Here's what you can expect:

Azelaic acid is gradual. Most people start noticing changes around 4 to 8 weeks of consistent use, smoother texture first, then a reduction in active breakouts and a calming of redness. Post-acne marks and melasma fade slowest of all, often needing 2 to 3 months of daily use before the change is obvious, and continued use to hold the result.
Users commonly report a "purging" phase in the first few weeks, a temporary uptick in small breakouts as cell turnover speeds up and clogged pores clear out. Community reports are fairly consistent that this settles within about 4 to 6 weeks. Worth knowing: purging is genuinely debated. The increased-turnover explanation is plausible and widely repeated, but it is not well established in controlled research, and an early flare can also just be irritation. The practical move is the same either way, start slow, and if it is burning or intensely red rather than just spotty, that is irritation, not purging.
The other consistent anecdotal theme is the "azelaic acid glow", a gradual evening-out of tone and a calmer complexion that long-term users describe and rate highly. It is subtle and cumulative, not dramatic. People who abandon azelaic acid almost always do so because they expected a fast acne-clearing hit and quit during the slow early weeks.

Side effects & risks:

  • Stinging, burning, tingling, itching at the application site is the most common effect, usually mild and usually fading as skin builds tolerance over the first few weeks.
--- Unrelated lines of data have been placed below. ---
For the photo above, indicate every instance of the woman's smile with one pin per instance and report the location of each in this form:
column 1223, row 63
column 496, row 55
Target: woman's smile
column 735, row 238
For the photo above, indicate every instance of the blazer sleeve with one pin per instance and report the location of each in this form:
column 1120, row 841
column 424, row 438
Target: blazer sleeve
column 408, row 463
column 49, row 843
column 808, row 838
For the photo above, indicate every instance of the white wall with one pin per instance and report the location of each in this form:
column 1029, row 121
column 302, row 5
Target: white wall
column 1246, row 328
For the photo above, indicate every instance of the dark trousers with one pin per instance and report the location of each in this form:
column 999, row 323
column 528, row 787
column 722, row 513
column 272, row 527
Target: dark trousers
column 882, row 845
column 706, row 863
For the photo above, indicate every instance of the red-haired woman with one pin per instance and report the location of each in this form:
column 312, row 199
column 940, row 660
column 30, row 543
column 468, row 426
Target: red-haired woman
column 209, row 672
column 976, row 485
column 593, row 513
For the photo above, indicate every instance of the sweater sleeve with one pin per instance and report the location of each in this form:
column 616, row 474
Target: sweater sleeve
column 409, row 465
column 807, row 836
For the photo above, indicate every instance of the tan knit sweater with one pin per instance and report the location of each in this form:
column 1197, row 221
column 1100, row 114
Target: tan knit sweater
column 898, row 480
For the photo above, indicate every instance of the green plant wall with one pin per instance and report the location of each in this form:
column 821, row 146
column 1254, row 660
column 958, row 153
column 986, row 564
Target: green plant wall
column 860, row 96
More likely at 15-20% than at 10%, and worse if applied to damp skin or stacked with other acids
  • Dryness and mild redness or peeling early on. Following with a moisturiser and starting once daily mitigates this
  • Irritation versus purging: an early increase in small spots is commonly reported and usually settles. Burning, intense redness, or worsening rather than spotty skin points to irritation, ease off frequency or concentration
  • Skin lightening in very dark skin tones: uncommon, but product labelling specifically flags watching for unexpected lightening of normal skin and stopping if it occurs
  • Asthma: prescribing information notes rare reports of worsening asthma. Not a common issue, but worth knowing if you have asthma
  • Foam formulations are flammable before they dry, avoid open flame and smoking immediately after applying
  • Systemic risk is very low. Only about 3 to 8% of a topical dose is absorbed, it is a substance your body and diet already contain, and there are no meaningful systemic side effects or photosensitivity reported. This is a big part of why it is considered safe in pregnancy
  • Avoid getting it in the eyes, mouth, and nose. If irritation there occurs, rinse with water

Available over the counter at lower strengths and by prescription at 15-20% in most countries.